Change is brewing at the legislative level as well. Following on the heels of California’s Senate Bill 826 and Assembly Bill 979, which mandated companies headquartered in that state to have specified levels of representation of women and people from an “underrepresented community” on their boards, New Jersey, Massachusetts, and Washington have all introduced their own legislative proposals setting a female quota for public company boardrooms. While that is a step towards ensuring board diversity, such efforts focusing exclusively on gender are well off the bar that California has already set. 

Scrutiny of board diversity practices will only continue to intensify, driven by both the lead of prominent asset managers and the increasing demands put on public companies by state and federal legislators. 

One of the historical hurdles to achieving greater board diversity has been a supposed lack of qualified candidates. That narrative is false but is rooted in a historical preference for board members to come from the C-suite. Women and diverse candidates have, of course, been underrepresented in the C-suite for decades.
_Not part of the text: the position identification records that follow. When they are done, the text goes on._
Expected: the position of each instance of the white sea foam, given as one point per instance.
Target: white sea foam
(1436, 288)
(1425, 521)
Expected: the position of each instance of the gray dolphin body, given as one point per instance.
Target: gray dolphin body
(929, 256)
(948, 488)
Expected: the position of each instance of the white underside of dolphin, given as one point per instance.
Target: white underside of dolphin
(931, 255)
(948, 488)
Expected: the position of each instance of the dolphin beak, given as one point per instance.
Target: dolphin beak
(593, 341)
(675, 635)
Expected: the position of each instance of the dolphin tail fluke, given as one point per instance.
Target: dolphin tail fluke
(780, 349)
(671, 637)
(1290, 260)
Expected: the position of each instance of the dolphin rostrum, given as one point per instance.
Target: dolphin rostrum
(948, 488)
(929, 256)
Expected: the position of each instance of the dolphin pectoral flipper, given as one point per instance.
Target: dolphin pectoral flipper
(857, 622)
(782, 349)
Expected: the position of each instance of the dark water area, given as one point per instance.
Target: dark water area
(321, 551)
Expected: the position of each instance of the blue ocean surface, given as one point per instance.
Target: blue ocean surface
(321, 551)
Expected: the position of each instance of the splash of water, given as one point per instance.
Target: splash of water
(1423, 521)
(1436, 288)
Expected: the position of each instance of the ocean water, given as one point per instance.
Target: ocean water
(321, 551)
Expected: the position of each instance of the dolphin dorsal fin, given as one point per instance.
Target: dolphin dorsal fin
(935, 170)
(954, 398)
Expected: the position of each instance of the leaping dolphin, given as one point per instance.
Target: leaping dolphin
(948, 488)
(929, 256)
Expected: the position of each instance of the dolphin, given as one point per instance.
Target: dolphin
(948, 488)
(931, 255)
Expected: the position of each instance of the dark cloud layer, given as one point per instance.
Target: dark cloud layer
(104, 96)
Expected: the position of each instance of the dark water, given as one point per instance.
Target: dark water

While progress continues to be made there as well, for the overall composition of boards and the pool of board candidates to better represent the diversity of the country, boards and companies will need to look for talented directors outside their traditional fishing holes. 

Empirical data strongly suggests that corporations, and their investors, will be better off in the long term as these trends continue. A recent academic study cited by BlackRock found that an increase of just 10 percentage points in the representation of female directors on a company board was associated with a statistically significant increase in the number of patents that were issued and the level of subsequent research citations for a given R&D expenditure. 

With increasingly insistent prodding from asset managers, who have placed diversity front and center in their corporate stewardship initiatives, the proof will very likely be in the pudding. The key remains, as always, for institutions to continue to work together to press for change, as there is strength in numbers.